Florida Judge Rules Against Strict Legal Advertising RulesBy Burkey Belser
January 30, 2015
Blasting the Florida Bar, a federal judge threw out state ethics rules that ban the use of past results in lawyer advertising in indoor and outdoor display, television and radio media. The court held that the rules were unconstitutional and in violation of the First Amendment.
The landmark ruling on December 12, 2014, is a complete rejection of the Florida Bar’s obstinate efforts to suffocate lawyer advertising in a state with 68,500 attorneys. The court granted the plaintiff law firm’s motion for summary judgment, and went on to enjoin the Bar from enforcing Rules 4-7.13 and 4-7.14, which said use of past results is misleading.
The plaintiffs developed, at great expense, an advertising campaign featuring information regarding past recoveries for clients.

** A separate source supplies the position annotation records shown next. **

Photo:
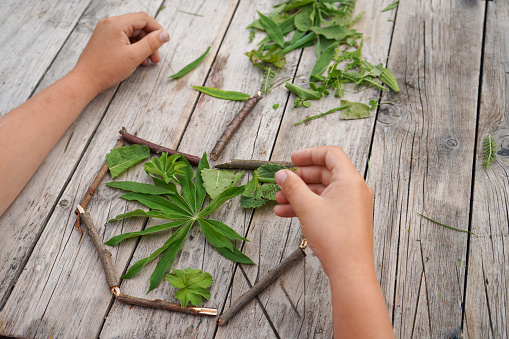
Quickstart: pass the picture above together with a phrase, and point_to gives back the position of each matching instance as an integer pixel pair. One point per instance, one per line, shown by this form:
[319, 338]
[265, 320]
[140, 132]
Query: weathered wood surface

The ads include a TV segment animated with a cartoon car accident, a courthouse and dollar signs drawn on a dry-erase board. With an attorney voice over, it depicts the words:
“COLLECTED OVER $50 MILLION FOR THEIR CLIENTS IN JUST THE LAST YEAR! Gross proceeds. Results in individual cases are based on the unique facts of each.”
Ruling totally in favor of the law firm, the court ruled there is First Amendment protection for lawyer advertising as commercial speech. It noted that the ethics rules in 44 states impose no blanket restrictions on references to past results.
It noted that the US Supreme Court’s decisions involving commercial speech have been grounded in the faith that the free flow of commercial information is valuable.